Plan: Scheduler Phase D — Weighted-Fair Best-Effort Scheduling

Overview

Implementation track for the Phase D best-effort fair-share policy chosen in docs/proposals/scheduler-evolution-proposal.md “Phase D first-policy decision (2026-05-05 19:00 UTC)”. The selected policy is weighted fair queueing (WFQ) on top of the existing per-thread runtime_ns / virtual_runtime_ns accounting, with reintroduced per-CPU runnable queues and a capability-authorized SchedulingPolicyCap for weight and latency-class mutation. EEVDF remains the deferred follow-on once the WFQ slice has accepted thread-scale evidence and the open Phase E SchedulingContext work has not yet displaced fair-share-only ordering.

The proposal section linked above is the design source of truth for the policy choice, the rejected alternative (EEVDF-first), the capability surface, the migration fairness sketch, the test matrix, and overload behavior. The tasks below decompose that design into implementation work; each task ends with the matching validation gate. The plan is ad-hoc until selected and then runs as the selected scheduler milestone.

This plan replaces the bare WORKPLAN bullet “Scheduler Phase D – best-effort fair scheduling” once the design slice merges. Phase E (SchedulingContext) and Phase F (auto-nohz / SQPOLL) keep their own backlog/plan ownership; this plan does not extend into them.

Conflict Surface

Owned by this plan:

kernel/src/sched.rs (per-CPU run_queue reintroduction, WFQ ordering helpers, migration/steal path, capability-authorized weight/class mutation hooks).
kernel/src/process.rs (Thread.weight, Thread.latency_class, Thread.virtual_finish_ns field additions; default values match the current single-class FIFO behavior).
kernel/src/cap/sched_policy.rs (NEW kernel cap implementation for SchedulingPolicyCap).
kernel/src/cap/mod.rs (cap registration only).
schema/capos.capnp (new LatencyClass enum and SchedulingPolicyCap interface; queues on the shared serial surface per docs/plans/README.md Concurrency Notes).
tools/generated/ (regenerated capnp bindings via the existing make generated-code-check gate).
capos-rt/src/client.rs (new SchedulingPolicyClient typed wrapper for the userspace runtime).
capos-config/src/manifest.rs and the matching schema additions for manifest-granted SchedulingPolicyCap records.
tools/qemu-thread-scale-harness.sh (only if the harness needs WFQ-specific assertions; if a separate fairness smoke is added, it gets its own tools/qemu-*-smoke.sh).
docs/proposals/scheduler-evolution-proposal.md (status updates and Phase D closeout stamps only; the design content already landed with this plan).
docs/plans/scheduler-phase-d.md (this file).
docs/plans/README.md Track Map row for this plan.
docs/architecture/scheduling.md (state-of-implementation updates as per-CPU queues and WFQ ordering land; mark “single global runnable queue” as historical when the per-CPU split returns).
docs/backlog/scheduler-evolution.md Phase D bullets and the matching closeout stamps.
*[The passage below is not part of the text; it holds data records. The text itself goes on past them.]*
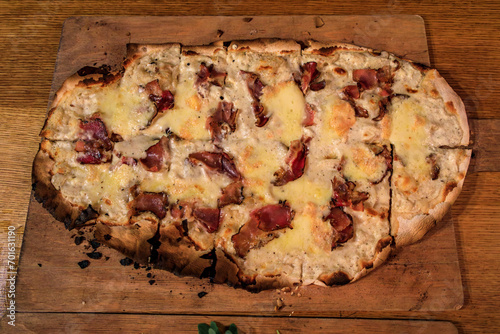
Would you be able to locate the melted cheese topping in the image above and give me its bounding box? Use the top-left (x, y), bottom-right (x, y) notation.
top-left (261, 81), bottom-right (305, 146)
top-left (146, 80), bottom-right (217, 140)
top-left (42, 45), bottom-right (468, 282)
top-left (228, 138), bottom-right (286, 203)
top-left (98, 86), bottom-right (155, 138)
top-left (319, 95), bottom-right (356, 144)
top-left (389, 99), bottom-right (430, 175)
top-left (342, 143), bottom-right (387, 182)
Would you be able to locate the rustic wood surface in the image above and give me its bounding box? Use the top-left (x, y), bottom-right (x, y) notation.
top-left (0, 0), bottom-right (500, 333)
top-left (0, 313), bottom-right (458, 334)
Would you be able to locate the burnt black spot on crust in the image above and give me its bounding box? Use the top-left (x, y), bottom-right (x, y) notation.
top-left (410, 61), bottom-right (430, 72)
top-left (71, 205), bottom-right (99, 230)
top-left (87, 252), bottom-right (102, 260)
top-left (200, 248), bottom-right (217, 282)
top-left (375, 237), bottom-right (393, 253)
top-left (320, 271), bottom-right (351, 286)
top-left (78, 260), bottom-right (90, 269)
top-left (317, 46), bottom-right (337, 56)
top-left (120, 257), bottom-right (134, 266)
top-left (76, 65), bottom-right (111, 77)
top-left (182, 50), bottom-right (198, 56)
top-left (146, 224), bottom-right (161, 264)
top-left (75, 236), bottom-right (85, 246)
top-left (89, 239), bottom-right (101, 250)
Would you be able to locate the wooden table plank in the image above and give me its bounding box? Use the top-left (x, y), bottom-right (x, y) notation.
top-left (13, 197), bottom-right (463, 316)
top-left (0, 0), bottom-right (500, 333)
top-left (0, 313), bottom-right (458, 334)
top-left (11, 16), bottom-right (463, 316)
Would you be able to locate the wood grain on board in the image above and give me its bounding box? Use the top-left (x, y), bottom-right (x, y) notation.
top-left (0, 0), bottom-right (500, 333)
top-left (0, 313), bottom-right (458, 334)
top-left (10, 16), bottom-right (463, 316)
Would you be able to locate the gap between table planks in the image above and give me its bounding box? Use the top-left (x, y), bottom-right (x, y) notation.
top-left (9, 15), bottom-right (464, 328)
top-left (0, 313), bottom-right (458, 334)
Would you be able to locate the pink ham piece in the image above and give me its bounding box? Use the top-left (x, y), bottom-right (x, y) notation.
top-left (132, 193), bottom-right (168, 219)
top-left (193, 207), bottom-right (221, 233)
top-left (231, 204), bottom-right (294, 257)
top-left (302, 103), bottom-right (316, 126)
top-left (273, 138), bottom-right (310, 186)
top-left (189, 151), bottom-right (241, 180)
top-left (75, 114), bottom-right (113, 164)
top-left (254, 204), bottom-right (293, 232)
top-left (206, 101), bottom-right (238, 143)
top-left (218, 181), bottom-right (244, 208)
top-left (300, 61), bottom-right (326, 94)
top-left (195, 63), bottom-right (227, 87)
top-left (325, 207), bottom-right (354, 249)
top-left (240, 71), bottom-right (269, 128)
top-left (332, 178), bottom-right (369, 211)
top-left (141, 136), bottom-right (170, 172)
top-left (145, 80), bottom-right (174, 112)
top-left (352, 68), bottom-right (378, 90)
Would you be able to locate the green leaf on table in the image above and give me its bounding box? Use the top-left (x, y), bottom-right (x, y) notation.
top-left (224, 324), bottom-right (238, 334)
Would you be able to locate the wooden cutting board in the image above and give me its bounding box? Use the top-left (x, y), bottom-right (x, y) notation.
top-left (11, 15), bottom-right (464, 326)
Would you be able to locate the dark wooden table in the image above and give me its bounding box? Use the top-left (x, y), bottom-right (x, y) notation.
top-left (0, 0), bottom-right (500, 333)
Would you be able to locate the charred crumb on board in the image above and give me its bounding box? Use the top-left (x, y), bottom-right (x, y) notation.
top-left (75, 236), bottom-right (85, 246)
top-left (87, 251), bottom-right (102, 260)
top-left (120, 257), bottom-right (134, 266)
top-left (89, 239), bottom-right (101, 250)
top-left (78, 260), bottom-right (90, 269)
top-left (274, 297), bottom-right (285, 312)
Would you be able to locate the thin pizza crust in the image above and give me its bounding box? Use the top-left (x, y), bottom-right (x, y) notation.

Coordinated overlap with sibling tracks:

schema/capos.capnp: serialise on the shared serial surface per docs/plans/README.md Concurrency Notes. Phase D adds new interface entries and must not run concurrently with another schema-touching plan.
kernel/src/cap/: this plan adds one new cap module (sched_policy.rs) and touches the cap registration list. Other active plans that touch kernel/src/cap/ (Device Driver Foundation, POSIX P1.2/P1.3) are kernel-core-serial work; do not run them concurrently with this plan.
kernel/src/sched.rs: this plan owns scheduler-core changes. Other plans must not modify the runnable queue, dispatch state, or weight/class fields while this plan is active.
kernel/src/process.rs: this plan adds Thread fields. Other plans must not modify Thread state during the active slice.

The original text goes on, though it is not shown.